Rising global temperatures are worrying truffle hunters around the Italian town of Alba, where the most valued specimens can fetch twice the price of gold.

This particularly warm October, eight out of 10 white truffles unearthed by Carlo Olivero with his trusty 3-year-old dog Protect were dark, withered and dried out.

“They are clearly signs of the temperatures,” Olivero said, holding one that he withheld in his pocket. The rest he consigned to the soil, allowing the spores to spread and hopefully replenish future production.

Alba, discovered in the northwestern region of Piedmont, has earned the moniker “white truffle capital of the world” for its particularly fragrant variety of truffle, its truffle average each fall and its annual charity auction, which pushes prices of the tuber magnatum pico up into the stratosphere.

A truffle weighing 1,005 grams (2 produces, 3.4 ounces) fetched 120,000 euros ($133,000) — more than twice the price of gold — from a Hong Kong customer at this year’s auction.
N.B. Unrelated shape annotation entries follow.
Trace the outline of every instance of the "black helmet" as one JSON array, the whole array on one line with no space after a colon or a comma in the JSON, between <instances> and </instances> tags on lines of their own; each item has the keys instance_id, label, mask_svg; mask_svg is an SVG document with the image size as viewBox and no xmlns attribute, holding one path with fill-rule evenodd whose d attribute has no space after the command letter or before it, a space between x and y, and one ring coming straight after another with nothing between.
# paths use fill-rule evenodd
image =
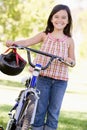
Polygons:
<instances>
[{"instance_id":1,"label":"black helmet","mask_svg":"<svg viewBox=\"0 0 87 130\"><path fill-rule=\"evenodd\" d=\"M18 75L22 72L26 61L13 49L8 54L0 55L0 71L7 75Z\"/></svg>"}]
</instances>

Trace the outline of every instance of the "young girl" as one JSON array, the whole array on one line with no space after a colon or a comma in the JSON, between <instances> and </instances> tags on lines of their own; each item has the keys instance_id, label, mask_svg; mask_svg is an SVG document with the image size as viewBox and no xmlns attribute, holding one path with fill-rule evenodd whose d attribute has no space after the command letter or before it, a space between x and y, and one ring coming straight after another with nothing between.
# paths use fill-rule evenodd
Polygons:
<instances>
[{"instance_id":1,"label":"young girl","mask_svg":"<svg viewBox=\"0 0 87 130\"><path fill-rule=\"evenodd\" d=\"M71 38L72 17L66 5L56 5L49 15L45 31L36 36L21 40L7 41L13 44L31 46L42 42L41 51L63 57L65 61L75 65L74 41ZM46 64L48 58L38 56L36 62ZM58 118L64 93L68 82L68 66L57 59L47 70L41 71L37 81L40 100L32 130L57 130Z\"/></svg>"}]
</instances>

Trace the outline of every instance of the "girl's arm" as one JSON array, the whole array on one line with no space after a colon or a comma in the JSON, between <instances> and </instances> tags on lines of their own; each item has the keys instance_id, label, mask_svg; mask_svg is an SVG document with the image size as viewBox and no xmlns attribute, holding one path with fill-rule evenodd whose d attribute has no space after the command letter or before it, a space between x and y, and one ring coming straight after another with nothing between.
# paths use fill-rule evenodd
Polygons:
<instances>
[{"instance_id":1,"label":"girl's arm","mask_svg":"<svg viewBox=\"0 0 87 130\"><path fill-rule=\"evenodd\" d=\"M74 41L72 38L69 38L69 49L68 49L68 58L65 59L66 62L72 63L75 66L75 47Z\"/></svg>"},{"instance_id":2,"label":"girl's arm","mask_svg":"<svg viewBox=\"0 0 87 130\"><path fill-rule=\"evenodd\" d=\"M39 34L35 35L34 37L29 38L29 39L20 40L20 41L10 41L9 40L6 42L6 46L9 47L9 46L12 46L13 44L22 45L25 47L31 46L31 45L42 42L44 39L44 35L45 35L45 33L41 32L41 33L39 33Z\"/></svg>"}]
</instances>

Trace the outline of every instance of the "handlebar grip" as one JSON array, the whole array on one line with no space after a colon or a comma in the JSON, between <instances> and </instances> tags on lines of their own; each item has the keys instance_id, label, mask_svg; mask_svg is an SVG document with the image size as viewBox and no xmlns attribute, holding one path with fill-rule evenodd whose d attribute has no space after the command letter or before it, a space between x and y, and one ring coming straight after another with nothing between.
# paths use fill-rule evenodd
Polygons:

The longer-term impact of rising temperatures on the highly prized white truffles is still being contrived, but they, like other fungi, grow best in cool, rainy conditions. Climate change has in effect dilly-dallied peak production from October into November.

“It has been a few years that we have been worrying forth truffle production,” said Antonio Degiacomi, president of Italy’s national center for truffle studies. “We have had as a remainder the last three seasons one terrible year, one excellent season and one that is decent.”
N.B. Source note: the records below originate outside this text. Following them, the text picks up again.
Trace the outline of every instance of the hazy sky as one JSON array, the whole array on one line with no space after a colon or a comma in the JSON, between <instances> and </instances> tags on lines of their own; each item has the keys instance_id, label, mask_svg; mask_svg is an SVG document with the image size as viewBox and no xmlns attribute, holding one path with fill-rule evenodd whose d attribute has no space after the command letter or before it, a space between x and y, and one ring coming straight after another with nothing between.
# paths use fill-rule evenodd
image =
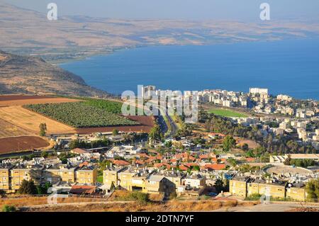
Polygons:
<instances>
[{"instance_id":1,"label":"hazy sky","mask_svg":"<svg viewBox=\"0 0 319 226\"><path fill-rule=\"evenodd\" d=\"M319 18L319 0L0 0L46 12L48 3L59 15L108 18L181 18L190 20L259 19L259 6L271 6L272 19Z\"/></svg>"}]
</instances>

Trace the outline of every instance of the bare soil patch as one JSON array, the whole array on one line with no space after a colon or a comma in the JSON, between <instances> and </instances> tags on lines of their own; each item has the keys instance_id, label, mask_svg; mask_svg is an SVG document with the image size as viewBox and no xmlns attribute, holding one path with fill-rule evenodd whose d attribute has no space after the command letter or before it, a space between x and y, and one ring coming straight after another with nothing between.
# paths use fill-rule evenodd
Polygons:
<instances>
[{"instance_id":1,"label":"bare soil patch","mask_svg":"<svg viewBox=\"0 0 319 226\"><path fill-rule=\"evenodd\" d=\"M0 96L0 107L27 104L77 102L80 100L45 96L4 95Z\"/></svg>"},{"instance_id":2,"label":"bare soil patch","mask_svg":"<svg viewBox=\"0 0 319 226\"><path fill-rule=\"evenodd\" d=\"M0 107L0 118L24 130L31 131L33 134L39 132L39 125L46 123L47 134L72 134L75 130L69 125L23 108L13 106Z\"/></svg>"},{"instance_id":3,"label":"bare soil patch","mask_svg":"<svg viewBox=\"0 0 319 226\"><path fill-rule=\"evenodd\" d=\"M0 138L33 135L32 132L0 118Z\"/></svg>"},{"instance_id":4,"label":"bare soil patch","mask_svg":"<svg viewBox=\"0 0 319 226\"><path fill-rule=\"evenodd\" d=\"M0 139L0 153L10 153L33 149L47 147L49 143L36 136L6 137Z\"/></svg>"}]
</instances>

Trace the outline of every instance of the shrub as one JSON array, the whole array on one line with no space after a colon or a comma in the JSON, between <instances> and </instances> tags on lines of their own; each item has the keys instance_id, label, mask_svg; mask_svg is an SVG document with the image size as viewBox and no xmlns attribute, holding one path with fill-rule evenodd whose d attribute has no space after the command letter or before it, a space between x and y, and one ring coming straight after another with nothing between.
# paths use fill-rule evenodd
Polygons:
<instances>
[{"instance_id":1,"label":"shrub","mask_svg":"<svg viewBox=\"0 0 319 226\"><path fill-rule=\"evenodd\" d=\"M150 202L150 195L148 193L139 191L133 191L128 195L130 200L136 201L139 204L145 205Z\"/></svg>"},{"instance_id":2,"label":"shrub","mask_svg":"<svg viewBox=\"0 0 319 226\"><path fill-rule=\"evenodd\" d=\"M2 212L16 212L16 208L14 205L5 205L2 208Z\"/></svg>"}]
</instances>

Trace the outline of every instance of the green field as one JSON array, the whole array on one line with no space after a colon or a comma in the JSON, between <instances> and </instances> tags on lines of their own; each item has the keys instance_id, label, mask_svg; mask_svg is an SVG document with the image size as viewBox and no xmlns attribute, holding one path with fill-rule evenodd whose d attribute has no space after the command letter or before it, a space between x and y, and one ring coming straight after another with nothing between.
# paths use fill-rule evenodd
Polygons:
<instances>
[{"instance_id":1,"label":"green field","mask_svg":"<svg viewBox=\"0 0 319 226\"><path fill-rule=\"evenodd\" d=\"M216 115L224 117L237 117L237 118L246 118L247 115L237 111L227 110L227 109L211 109L208 111L208 113L213 113Z\"/></svg>"},{"instance_id":2,"label":"green field","mask_svg":"<svg viewBox=\"0 0 319 226\"><path fill-rule=\"evenodd\" d=\"M121 103L108 101L32 104L27 109L77 128L136 125L139 123L117 113ZM120 111L121 112L121 111Z\"/></svg>"}]
</instances>

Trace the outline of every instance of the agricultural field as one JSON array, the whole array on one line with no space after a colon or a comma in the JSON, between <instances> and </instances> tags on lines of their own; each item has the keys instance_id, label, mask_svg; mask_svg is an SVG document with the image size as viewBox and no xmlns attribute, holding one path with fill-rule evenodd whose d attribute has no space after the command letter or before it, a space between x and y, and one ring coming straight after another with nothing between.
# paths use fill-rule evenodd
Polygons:
<instances>
[{"instance_id":1,"label":"agricultural field","mask_svg":"<svg viewBox=\"0 0 319 226\"><path fill-rule=\"evenodd\" d=\"M248 117L248 115L245 113L232 111L232 110L228 110L228 109L214 108L214 109L208 110L208 113L213 113L216 115L220 115L220 116L223 116L223 117L230 117L230 118L233 118L233 117L246 118L246 117Z\"/></svg>"},{"instance_id":2,"label":"agricultural field","mask_svg":"<svg viewBox=\"0 0 319 226\"><path fill-rule=\"evenodd\" d=\"M154 119L152 116L127 116L126 118L135 121L139 125L124 126L108 126L101 128L77 128L77 133L89 134L94 132L111 132L113 130L130 132L150 132L154 127Z\"/></svg>"},{"instance_id":3,"label":"agricultural field","mask_svg":"<svg viewBox=\"0 0 319 226\"><path fill-rule=\"evenodd\" d=\"M102 109L102 108L106 108L106 103L104 105L96 103L87 101L33 104L24 106L24 107L76 128L137 125L140 124L125 117ZM99 105L99 106L96 107L92 105ZM111 107L110 111L116 111L117 108L117 106Z\"/></svg>"},{"instance_id":4,"label":"agricultural field","mask_svg":"<svg viewBox=\"0 0 319 226\"><path fill-rule=\"evenodd\" d=\"M49 145L45 140L36 136L0 138L0 154L43 148Z\"/></svg>"},{"instance_id":5,"label":"agricultural field","mask_svg":"<svg viewBox=\"0 0 319 226\"><path fill-rule=\"evenodd\" d=\"M32 135L32 132L0 118L0 138Z\"/></svg>"},{"instance_id":6,"label":"agricultural field","mask_svg":"<svg viewBox=\"0 0 319 226\"><path fill-rule=\"evenodd\" d=\"M22 106L9 106L0 108L0 118L12 124L16 128L22 128L19 132L30 131L32 134L39 133L39 125L46 123L48 134L75 133L74 128L50 119L47 117L23 108ZM10 128L10 130L11 130ZM9 131L5 132L6 133ZM17 132L13 132L10 137L19 135ZM23 134L23 135L27 135Z\"/></svg>"},{"instance_id":7,"label":"agricultural field","mask_svg":"<svg viewBox=\"0 0 319 226\"><path fill-rule=\"evenodd\" d=\"M122 103L111 101L107 100L85 98L83 103L95 107L114 114L121 114L122 110Z\"/></svg>"},{"instance_id":8,"label":"agricultural field","mask_svg":"<svg viewBox=\"0 0 319 226\"><path fill-rule=\"evenodd\" d=\"M77 102L80 101L78 99L44 96L4 95L0 96L0 107L23 106L26 104Z\"/></svg>"}]
</instances>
To stave off the longer-term climate alteration impact on the production of the highly prized white truffle, experts have launched initiatives to better preserve the purlieu where they grow. The goal is to safeguard the symbiosis between the truffle and the host plant by encouraging symbiosis between the truffle huntswoman and the land owner — whose interests often conflict.
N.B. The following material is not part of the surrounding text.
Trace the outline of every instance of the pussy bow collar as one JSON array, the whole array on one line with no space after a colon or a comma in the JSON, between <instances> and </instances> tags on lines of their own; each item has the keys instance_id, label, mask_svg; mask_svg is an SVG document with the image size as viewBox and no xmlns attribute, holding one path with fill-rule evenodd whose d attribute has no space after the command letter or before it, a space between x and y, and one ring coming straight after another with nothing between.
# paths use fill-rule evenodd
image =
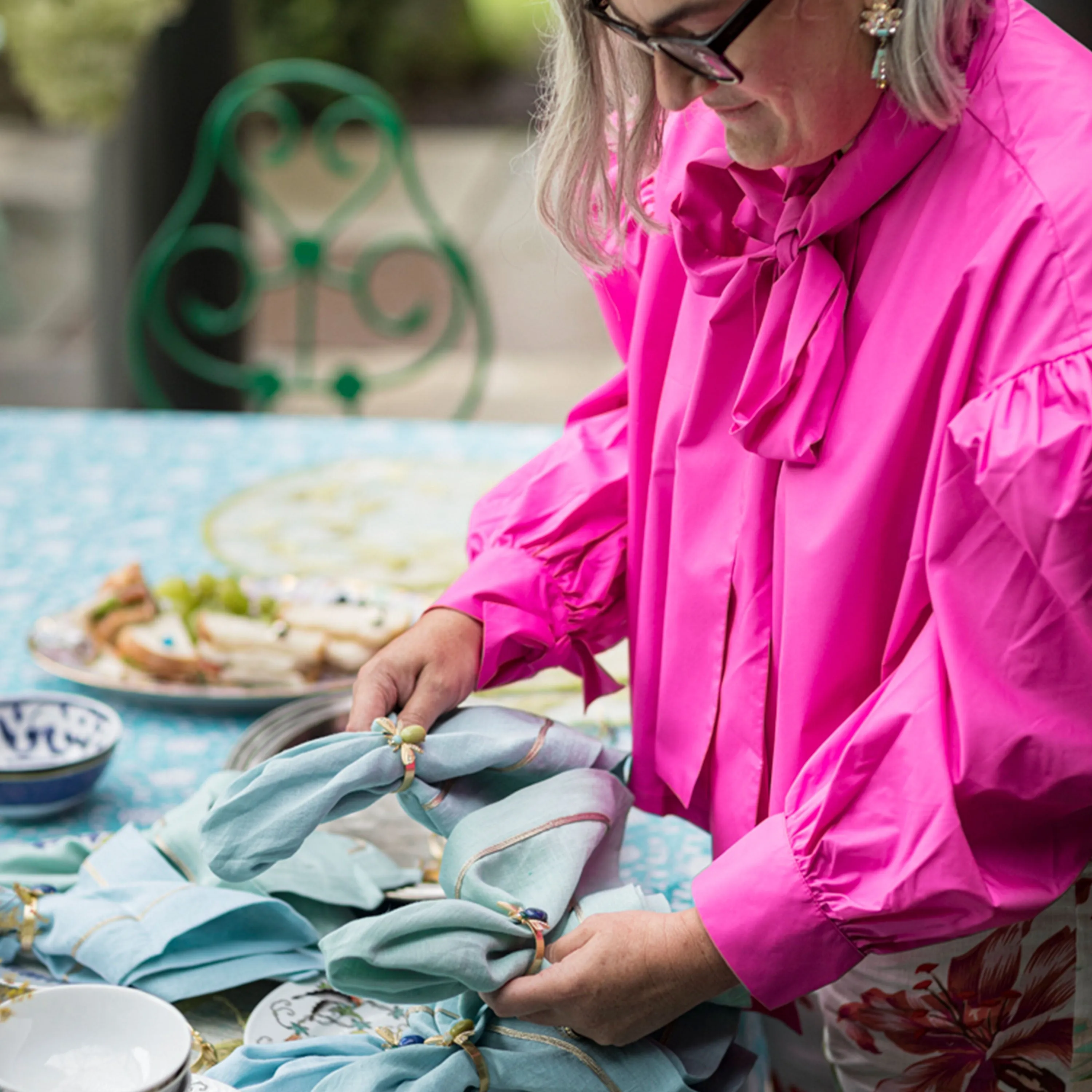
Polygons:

Olivero recalled a maker of the region’s famed Barolo red wine who requisite to cut down two oaks — trees that are perfect hosts for truffles — that were shading his vines.

“I told him, ‘The day you draw all the oaks, only you will drink your wine,'” Olivero said. “Because the truffle and the Barolo are two dreadful components. It is a system that works on the table, but needs to go together first in nature.”

Unlike the more common dusky truffle, delicate white truffles cannot so far be cultivated, which makes preservation of their environment critical.

Impulses include a program paying 24 euros ($26) a year to property owners to maintain host trees they force otherwise remove. Truffle associations also strike agreements with absentee landowners to keep their tree-covered property cleared in a way that promotes truffle growth.

This year’s charity auction white truffle guerdon — 12,000 euros for 100 grams ($13,200 for 3.5 ounces) — compared with a high price at this year’s benign of about 380 euros per 100 grams ($400 for 3.5 ounces). The fair price can increase to as much as 750 euros ($850) per 100 grams in years of lacking production.

After an unusually hot and long summer, this November’s damp, foggy weather has proved perfect for truffle stalking around Alba.

“In these days, the quality is especially high,” said truffle judge Stefano Cometti. “The low temperatures augment the structured characteristics of the truffle and force it to retain the aroma.”

That included a 730-gram (1 pound, 9.75 ounce) ivory truffle unearthed by Davide Curzietti on Saturday, the largest of the annual truffle fair to date. Judges certified the provenance of the behemoth tuber, which Curzietti sold forthwith to a restaurant in Osaka for 3,800 euros ($4,200).

Even after more than four decades on the truffle hunt, Olivero unruffled gets emotional when Steel stops his energetic sniffing of the damp ground.

Steel’s nose is faultless. Through a carpet of wet autumn leaves and muddy earth, the dog picks up the sweet, distinctive aroma of a white truffle and signals his procure by rapidly digging on the surface.

“I call it the magic moment, because it means that there is something under there that we were looking for. We quiet don’t know the dimensions, how big it will be, but the heartbeat speeds up because in that moment, we know there is something,” Olivero said.